Le pêcheur Jordan Chase est de retour au quai de Saulnierville, en Nouvelle-Écosse. À 29 ans, il est capitaine de son bateau. Cette année est beaucoup plus calme avec les pêcheurs commerciaux
, dit-il.
À l’instar des autres pêcheurs de la Première Nation Mi’kmaq de Sipekne’katik, Jordan Chase détient deux permis de pêche : le premier à des fins alimentaires, sociales et rituelles et l’autre de subsistance convenable.
C’est cette deuxième pêche qui avait soulevé la colère des pêcheurs allochtones en septembre 2020. Ils disaient craindre pour les stocks de homard dans la baie Sainte-Marie.

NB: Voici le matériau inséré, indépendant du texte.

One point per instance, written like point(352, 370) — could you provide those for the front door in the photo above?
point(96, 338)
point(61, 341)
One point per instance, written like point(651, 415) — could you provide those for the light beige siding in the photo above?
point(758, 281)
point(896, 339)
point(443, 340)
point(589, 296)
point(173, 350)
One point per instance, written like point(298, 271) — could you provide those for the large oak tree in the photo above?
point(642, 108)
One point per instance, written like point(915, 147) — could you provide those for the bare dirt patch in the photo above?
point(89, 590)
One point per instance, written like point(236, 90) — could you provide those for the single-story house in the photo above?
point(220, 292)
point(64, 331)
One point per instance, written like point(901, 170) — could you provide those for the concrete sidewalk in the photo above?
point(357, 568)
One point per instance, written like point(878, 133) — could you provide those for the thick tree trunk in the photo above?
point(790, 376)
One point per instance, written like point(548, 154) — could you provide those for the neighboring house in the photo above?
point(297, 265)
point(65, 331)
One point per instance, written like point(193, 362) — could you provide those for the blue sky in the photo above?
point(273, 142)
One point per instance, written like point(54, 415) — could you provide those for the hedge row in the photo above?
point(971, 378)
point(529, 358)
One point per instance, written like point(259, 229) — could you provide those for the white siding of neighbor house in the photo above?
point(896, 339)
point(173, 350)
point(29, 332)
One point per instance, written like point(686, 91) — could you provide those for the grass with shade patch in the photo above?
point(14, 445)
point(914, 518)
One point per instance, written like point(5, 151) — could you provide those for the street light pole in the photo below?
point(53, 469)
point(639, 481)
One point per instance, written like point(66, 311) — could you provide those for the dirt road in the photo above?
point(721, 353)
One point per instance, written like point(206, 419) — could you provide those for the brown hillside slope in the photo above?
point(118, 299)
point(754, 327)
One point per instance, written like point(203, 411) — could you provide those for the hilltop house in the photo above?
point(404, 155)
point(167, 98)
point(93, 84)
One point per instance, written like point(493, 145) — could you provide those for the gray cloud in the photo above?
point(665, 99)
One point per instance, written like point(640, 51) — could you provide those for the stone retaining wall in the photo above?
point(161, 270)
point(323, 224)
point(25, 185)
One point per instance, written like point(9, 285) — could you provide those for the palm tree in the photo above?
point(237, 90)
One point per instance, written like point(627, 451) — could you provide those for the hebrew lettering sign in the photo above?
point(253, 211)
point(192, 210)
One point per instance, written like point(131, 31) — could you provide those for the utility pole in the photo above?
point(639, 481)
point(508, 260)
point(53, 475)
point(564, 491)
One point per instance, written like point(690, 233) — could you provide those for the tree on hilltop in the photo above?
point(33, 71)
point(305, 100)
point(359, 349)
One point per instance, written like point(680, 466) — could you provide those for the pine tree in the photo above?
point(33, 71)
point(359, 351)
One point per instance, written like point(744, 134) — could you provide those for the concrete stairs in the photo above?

Le pêcheur Chase Jordan au quai de Saulnierville, dans la baie Sainte-Marie
Photo : Radio-Canada / Nicolas Steinbach
Le droit de pêche des Autochtones est reconnu par la Cour suprême du Canada, mais la notion de subsistance convenable n’a jamais été définie. En mars 2021, Pêches et Océans tranche que cette pêche doit se faire à l'intérieur de la saison commerciale et selon les mêmes règles.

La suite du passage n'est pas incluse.